What has been added is the ability to:

 - Specify alternatives.  For example, {%Z|%z} will match either of the
   two timezone formats.

 - Specify optional values.  For example %Y-%m-%d{ %H:%M:%S}? makes the
   time part optional.


As you can see from the examples, the extension uses familiar regexp syntax,
but with brackets instead of parentheses (parens sometimes occur in date
expressions, so this reduces the need for escaping).

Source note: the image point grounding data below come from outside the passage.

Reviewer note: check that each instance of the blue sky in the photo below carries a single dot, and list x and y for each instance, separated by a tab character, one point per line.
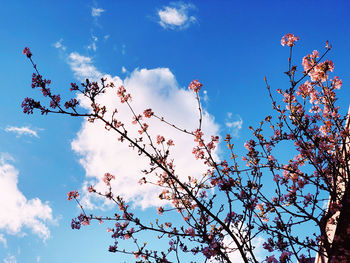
157	48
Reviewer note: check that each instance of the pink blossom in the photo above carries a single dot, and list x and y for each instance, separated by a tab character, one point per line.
195	85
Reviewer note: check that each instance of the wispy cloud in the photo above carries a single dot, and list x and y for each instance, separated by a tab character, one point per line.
22	131
96	12
151	88
83	67
59	45
3	240
17	212
10	259
176	16
234	125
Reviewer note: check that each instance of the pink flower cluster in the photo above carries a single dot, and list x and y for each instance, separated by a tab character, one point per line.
195	85
107	178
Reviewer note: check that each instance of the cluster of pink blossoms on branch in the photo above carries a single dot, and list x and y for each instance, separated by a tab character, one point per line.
232	204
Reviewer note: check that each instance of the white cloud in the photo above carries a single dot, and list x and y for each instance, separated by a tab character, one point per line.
22	131
10	259
16	211
83	67
59	45
95	12
235	126
176	16
101	152
3	240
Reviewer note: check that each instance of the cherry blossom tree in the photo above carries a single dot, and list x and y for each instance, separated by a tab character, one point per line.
290	202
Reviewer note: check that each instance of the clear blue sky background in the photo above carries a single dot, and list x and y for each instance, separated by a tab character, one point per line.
228	45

What's particularly cute about the implementation is that parsing will
"disambiguate" the template.  You get back from the parser an equivalent
template that matches (more or less) the parsed input, without the extra
features.  This allows you to use display the date in the original format.

For example:

    >>> strptime('12:34', '{%H:}?%M')
    ((1900, 1, 1, 12, 34, 0, 0, 1, -1, None, None), 0, '%H:%M')
    >>> strptime('34', '{%H:}?%M')
    ((1900, 1, 1, 0, 34, 0, 0, 1, -1, None, None), 0, '%M')

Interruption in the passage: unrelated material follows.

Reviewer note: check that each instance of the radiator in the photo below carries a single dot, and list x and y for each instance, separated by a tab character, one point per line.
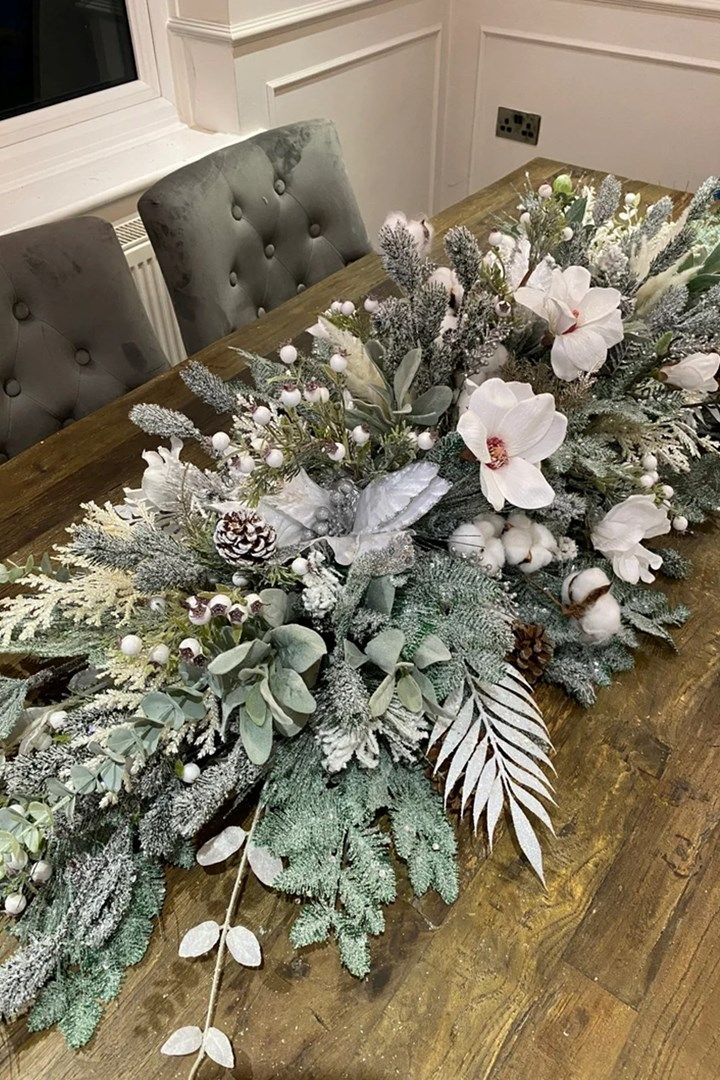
149	281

in the second case no hours were given and the resturned format (final value
in result) is only for the minutes.


Simple Date is available at:
  https://github.com/andrewcooke/simple-date
  https://pypi.python.org/pypi/simple-date

The source that implements this can be seen here:
  https://github.com/andrewcooke/simple-date/blob/master/src/simpledate/fmt.py

Andrew

Bad Design

From: andrew cooke <andrew@...>

Date: Sun, 23 Jun 2013 18:34:12 -0400

So, that wasn't so smart.

The problem is that the transformation from extended to normal date templates
is not idempotent.  In practice, that means that if you have something like

   {%H}

you have no way of knowing if that is a valid write format (which prints the
hour in brackets) or a valid read format (that creates a pointless group
around the hour, matching nothing more than the digits).


The only reasonable solution is to change the syntax:

 - alternates and grouping look like  %(...%|...%|...%)
   (may as well use parens since it's escaped anyway).

 - modified values look like  %!Z  (the ! comes "in front")


I will probably implement this tonight.